The MGC package requires only a standard computer with enough RAM to support the operations defined by a user. For minimal performance, this will be a computer with about 2 GB of RAM. For optimal performance, we recommend a computer with the following specs:

RAM: 16+ GB
CPU: 4+ cores, 3.3+ GHz/core

The runtimes below are generated using a computer with the recommended specs (16 GB RAM, 4 [email protected] GHz) and internet of speed 25 Mbps.

Software Requirements

OS Requirements

This package is supported for Linux operating systems. The package has been tested on the following systems:

Linux: Ubuntu 20.04, 18.04 Mac OSX:
Windows:

Before setting up the MGC package, users should have R version 3.4.0 or higher, and several packages set up from CRAN.

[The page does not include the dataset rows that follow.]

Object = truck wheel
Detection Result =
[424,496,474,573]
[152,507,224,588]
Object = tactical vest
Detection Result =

Installing R version 3.4.2 on Ubuntu 16.04

the latest version of R can be installed by adding the latest repository to apt:

sudo echo "deb http://cran.rstudio.com/bin/linux/ubuntu xenial/" | sudo tee -a /etc/apt/sources.list
gpg --keyserver keyserver.ubuntu.com --recv-key E084DAB9
gpg -a --export E084DAB9 | sudo apt-key add -
sudo apt-get update
sudo apt-get install r-base r-base-dev

which should install in about 20 seconds.

Package dependencies

Users should install the following packages prior to installing mgc, from an R terminal:

install.packages(c('ggplot2', 'reshape2', 'Rmisc', 'devtools', 'testthat', 'knitr', 'rmarkdown', 'latex2exp', 'MASS'))

which will install in about 80 seconds on a recommended machine.

Package Versions

The mgc package functions with all packages in their latest versions as they appear on CRAN on October 15, 2017. Users can check CRAN snapshot for details. The versions of software are, specifically:

ggplot2: 2.2.1
reshape2: 1.4.2
Rmisc: 1.5
devtools: 1.13.3
testthat: 0.2.0
knitr: 1.17
rmarkdown: 1.6
latex2exp: 0.4.0
MASS: 7.3

If you are having an issue that you believe to be tied to software versioning issues, please drop us an Issue.

Installation Guide

From an R session, type:

require(devtools)
install_github('neurodata/r-mgc', build_vignettes=TRUE)  # install mgc with the vignettes
require(mgc)  # source the package now that it is set up
vignette("MGC", package="mgc")  # view one of the basic vignettes

The package should take approximately 20 seconds to install with vignettes on a recommended computer.

Instructions for Use

Please see the vignettes for help using the package:

vignette("MGC", package="mgc")
vignette("Discriminability", package="mgc")
vignette("simulations", package="mgc")

Pseudocode

Pseudocode for the methods employed in the mgc package can be found on the arXiv - MGC in Appendix C (starting on page 30).

Citation

For citing code or the paper, please use the citations found in citation.bib.

Reproducibility

MGC

All the code to reproduce any figures from https://arxiv.org/abs/1609.05148 is available here https://github.com/neurodata/mgc-paper.

Discriminability

Here, we describe how to reproduce the manuscript figures from the discriminability paper. To begin, clone this repository locally:

git clone https://github.com/neurodata/r-mgc.git

We assume that the directory r-mgc placed locally on the system is <package_root>. Note that all figures were stylized using Adobe Photoshop prior to submission.

  • Figure 1: Mini Sims Figure This figure demonstrates the behavior of discriminability, Fingerprinting, ICC/I2C2, and Kernel methods under a range of basic simulation settings in 1 dimension.

  • Figure 2: Multisim Figure This figure demonstrates the behavior of discriminability, ICC, and I2C2 under a variety of simulation benchmark settings. To execute the script with fresh data:

setwd('<package_root>/docs/discriminability/paper/simulations')
source('shared_scripts.R`)

Note: the scripts will automatically multithread, however, the simulation benchmarks take quite a while to execute (1.5 days on a 96 core machine with 1 TB of RAM).

Using the included bound, one sample, and two sample data, you can proceed to duplicate the figure by opening the R notebook simulation plots, and executing the script.

  • Figure 3: 64 pipelines figure. To regenerate the source data for this portion of the manuscript, users can use the following two scripts from an R terminal:
setwd('<package_root>/docs/discriminability/paper/discr_computation')
# edit lines 17 and 18, and lines 210 and 211, and set to your local path where
# preprocessed brains are located
source('./real_data_driver.R')  # runs the discriminability calculations
# edit lines 17 and 18, and lines 108 and 109, to the location of the 
# preprocessed brains
source('./realdat_perm_testing.R')  # runs the two sample testing

Again, the scripts will multithread, but can be expected to take approximately 3 days on a 96 core, 1 TB RAM machine.

To regenerate Figure 2 from the manuscript, users can execute the 64 Pipelines Figure notebook.

setwd('<package_root>/docs/discriminability/paper/dcor_fig')
source('./dep_wt_driver.R')

Results can be expected to take 2 days on a 96 core, 1 TB machine.

To reproduce the figure, users can use the Effect Size Investigation notebook.